Other prospective licence winners, according to the Web site, are: Al Rajhi Co. for Cooperative Insurance, Allied Cooperative Insurance Group, Malath Insurance Co., Arabian Malaysian Takaful Co., Gulf Union Cooperative Insurance Co., Trade Union Insurance Co., Saudi IAIC for Insurance, Sanad for Cooperative Insurance, Arabia Insurance Cooperative Co., Al Ahlia Insurance and Al Sagr Co. for Cooperative Insurance.

The licensing of companies is significant as the government has introduced a compulsory cooperative health insurance scheme for expatriates from June 1, 2005.

Ali Abdul Rahman Al Subaiheen, executive president of the National Company for Cooperative Insurance (NCCI), estimated the current insurance market volume at some SR4 billion with car insurance holding the largest share at 32 per cent, followed by medical insurance at 22 per cent, property insurance at 17 per cent and others at 29 per cent. He said that the market would exceed SR15 billion by 2009 as a result of the growing demand for medical and car insurance policies. Car insurance is expected to grow to SR5 billion and medical insurance to SR6.3 billion within the next four years.

Al Subaiheen said the per capita spending on insurance could increase to SR750 per year, thus raising the sector's contribution to the GDP to three to five per cent.

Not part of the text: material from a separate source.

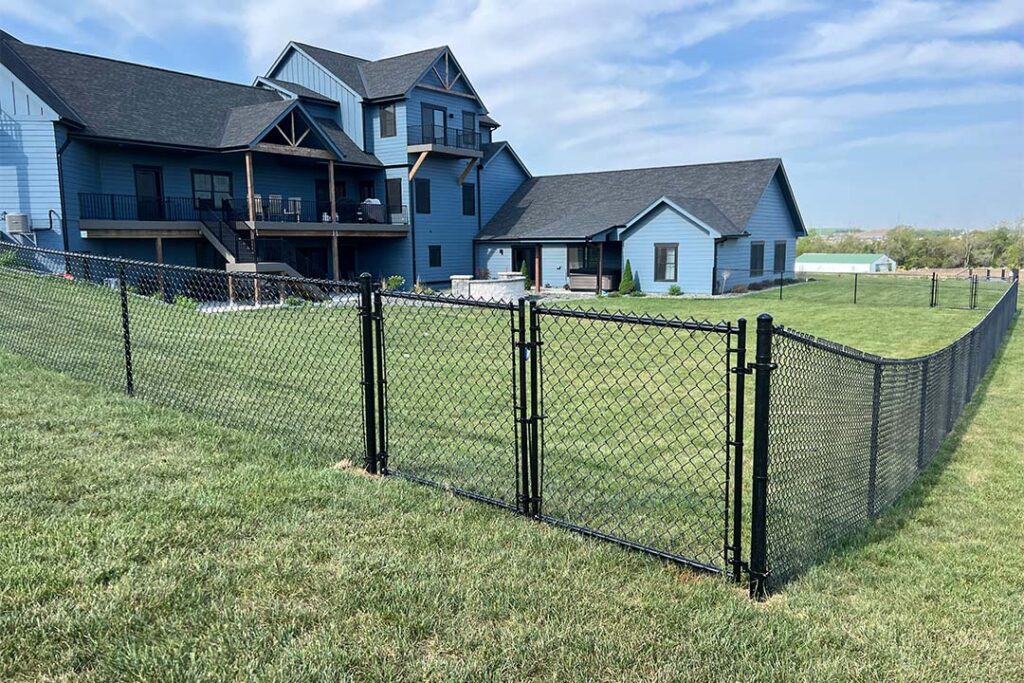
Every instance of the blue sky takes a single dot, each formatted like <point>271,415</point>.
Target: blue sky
<point>888,111</point>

With the government decision on limiting foreign ownerships in the operating companies to only a 60 per cent stake and requiring them to offer the remaining 40 per cent to the public, the insurance sector is set to spur the country's economic development. The benefits of issuing and trading new stocks of insurance companies to the financial sector are immense since the sector can absorb the entire excess surplus in the stock market. This in turn will decrease random speculation in the stock market and diversify the Kingdom's financial investment channels.